As Mika begins to find her place at Nowhere House, the thought of belonging somewhere begins to feel like a real possibility. But magic isn't the only danger in the world, and when a threat comes knocking at their door, Mika will need to decide whether to risk everything to protect a found family she didn't know she was looking for....

Mika and her found family at Nowhere House are a bunch of magical eccentrics. 
Witches are not allowed to live in groups because of the volatile nature of magic. Three children who don't have control of their magic are bound to cause problems. 

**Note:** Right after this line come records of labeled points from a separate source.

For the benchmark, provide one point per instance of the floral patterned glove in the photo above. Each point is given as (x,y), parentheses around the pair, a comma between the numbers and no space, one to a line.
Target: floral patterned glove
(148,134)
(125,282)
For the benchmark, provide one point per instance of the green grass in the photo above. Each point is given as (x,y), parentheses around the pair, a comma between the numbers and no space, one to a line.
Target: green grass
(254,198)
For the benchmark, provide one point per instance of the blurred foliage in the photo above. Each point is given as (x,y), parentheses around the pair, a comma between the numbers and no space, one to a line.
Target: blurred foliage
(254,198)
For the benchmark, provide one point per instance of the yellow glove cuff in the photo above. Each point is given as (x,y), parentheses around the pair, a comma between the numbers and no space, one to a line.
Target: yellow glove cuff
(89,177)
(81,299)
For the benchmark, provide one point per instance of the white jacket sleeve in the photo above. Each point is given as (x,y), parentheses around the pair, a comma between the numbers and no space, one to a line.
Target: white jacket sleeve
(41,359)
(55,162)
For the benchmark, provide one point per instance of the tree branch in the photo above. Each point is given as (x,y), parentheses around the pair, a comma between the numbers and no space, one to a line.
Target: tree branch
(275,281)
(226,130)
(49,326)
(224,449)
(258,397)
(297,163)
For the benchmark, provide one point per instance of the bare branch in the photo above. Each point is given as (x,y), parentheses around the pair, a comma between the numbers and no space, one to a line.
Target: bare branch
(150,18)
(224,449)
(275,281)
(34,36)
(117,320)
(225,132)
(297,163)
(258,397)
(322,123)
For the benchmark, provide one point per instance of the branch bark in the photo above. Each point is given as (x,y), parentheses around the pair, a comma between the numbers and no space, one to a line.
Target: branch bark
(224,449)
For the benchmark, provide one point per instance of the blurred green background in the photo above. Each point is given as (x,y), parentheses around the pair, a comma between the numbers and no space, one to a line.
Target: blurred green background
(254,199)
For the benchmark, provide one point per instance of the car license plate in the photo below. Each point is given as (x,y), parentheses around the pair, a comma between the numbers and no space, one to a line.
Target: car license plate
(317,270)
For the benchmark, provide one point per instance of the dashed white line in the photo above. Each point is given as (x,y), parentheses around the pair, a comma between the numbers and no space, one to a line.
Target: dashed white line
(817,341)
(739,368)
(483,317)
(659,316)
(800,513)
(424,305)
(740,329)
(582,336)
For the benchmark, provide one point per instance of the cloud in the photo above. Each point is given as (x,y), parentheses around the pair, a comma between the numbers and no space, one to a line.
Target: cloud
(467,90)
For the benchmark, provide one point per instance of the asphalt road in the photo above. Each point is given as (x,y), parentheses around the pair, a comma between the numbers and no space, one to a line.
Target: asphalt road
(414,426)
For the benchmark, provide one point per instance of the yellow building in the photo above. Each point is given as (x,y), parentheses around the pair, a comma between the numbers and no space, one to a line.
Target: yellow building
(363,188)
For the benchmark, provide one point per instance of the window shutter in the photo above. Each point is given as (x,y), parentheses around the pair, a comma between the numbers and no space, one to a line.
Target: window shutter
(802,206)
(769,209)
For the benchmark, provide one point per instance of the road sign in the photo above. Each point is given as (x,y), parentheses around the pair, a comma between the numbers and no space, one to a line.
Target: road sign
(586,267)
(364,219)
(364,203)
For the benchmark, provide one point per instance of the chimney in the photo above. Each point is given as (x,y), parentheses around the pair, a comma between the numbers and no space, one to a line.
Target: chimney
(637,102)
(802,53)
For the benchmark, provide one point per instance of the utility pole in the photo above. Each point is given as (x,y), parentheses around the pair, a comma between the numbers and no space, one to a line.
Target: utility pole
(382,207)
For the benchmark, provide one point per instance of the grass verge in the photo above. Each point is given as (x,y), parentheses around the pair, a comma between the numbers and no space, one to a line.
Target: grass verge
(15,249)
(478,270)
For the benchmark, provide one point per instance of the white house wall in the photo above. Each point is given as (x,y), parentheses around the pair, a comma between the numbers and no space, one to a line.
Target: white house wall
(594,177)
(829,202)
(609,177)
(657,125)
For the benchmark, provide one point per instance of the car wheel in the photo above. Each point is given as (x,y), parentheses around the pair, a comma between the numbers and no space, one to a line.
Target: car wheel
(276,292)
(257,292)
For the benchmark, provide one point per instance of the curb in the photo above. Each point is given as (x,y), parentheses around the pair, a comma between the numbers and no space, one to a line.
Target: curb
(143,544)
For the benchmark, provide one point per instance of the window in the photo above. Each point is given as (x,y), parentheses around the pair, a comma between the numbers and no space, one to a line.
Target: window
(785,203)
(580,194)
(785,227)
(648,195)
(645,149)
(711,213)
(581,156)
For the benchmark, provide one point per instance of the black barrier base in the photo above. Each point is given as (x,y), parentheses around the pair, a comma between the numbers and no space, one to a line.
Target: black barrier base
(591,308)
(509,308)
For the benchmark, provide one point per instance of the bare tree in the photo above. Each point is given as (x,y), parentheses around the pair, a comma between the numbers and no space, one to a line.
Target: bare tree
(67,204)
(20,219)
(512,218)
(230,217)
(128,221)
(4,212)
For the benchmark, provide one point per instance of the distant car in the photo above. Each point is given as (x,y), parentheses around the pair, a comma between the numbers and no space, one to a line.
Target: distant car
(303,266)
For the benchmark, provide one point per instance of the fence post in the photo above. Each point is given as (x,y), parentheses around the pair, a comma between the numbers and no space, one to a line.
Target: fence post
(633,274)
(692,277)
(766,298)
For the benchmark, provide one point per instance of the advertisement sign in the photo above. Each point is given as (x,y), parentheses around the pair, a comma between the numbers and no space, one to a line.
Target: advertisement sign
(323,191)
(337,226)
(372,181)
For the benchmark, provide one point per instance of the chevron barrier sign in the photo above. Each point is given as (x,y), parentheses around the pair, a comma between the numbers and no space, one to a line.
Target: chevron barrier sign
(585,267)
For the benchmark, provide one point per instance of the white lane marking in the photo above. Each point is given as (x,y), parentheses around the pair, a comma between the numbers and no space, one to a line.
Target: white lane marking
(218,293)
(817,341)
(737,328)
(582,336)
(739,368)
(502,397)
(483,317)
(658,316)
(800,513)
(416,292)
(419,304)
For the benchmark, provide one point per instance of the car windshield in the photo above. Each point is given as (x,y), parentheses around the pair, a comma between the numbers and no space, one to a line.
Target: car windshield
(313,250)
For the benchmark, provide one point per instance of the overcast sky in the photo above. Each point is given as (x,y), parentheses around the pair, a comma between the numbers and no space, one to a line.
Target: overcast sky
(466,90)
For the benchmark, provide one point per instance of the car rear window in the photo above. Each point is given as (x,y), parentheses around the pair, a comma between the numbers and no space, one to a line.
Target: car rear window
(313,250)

I loved that the people at Nowhere House had such a strong family bond and they didn't want to have to separate the children. Having read about Mika's upbringing and how lonely it was I was hoping for a good outcome for the children.
Jamie doesn't want Mika there as he sees her as a threat to the secrets they are hiding at Nowhere House. However, his grumpiness is soon mellowed the more he gets to know Mika.
There was a surprising twist at the end of the novel that I did not see coming and ended the story in a very heartwarming and uplifting way.
I loved the narration of this book. The narrator does a wonderful job of the characters' voices and accents. I was particularly impressed with Jamie as his accent is difficult to get right and Samara MacLaren nails it. Perfect.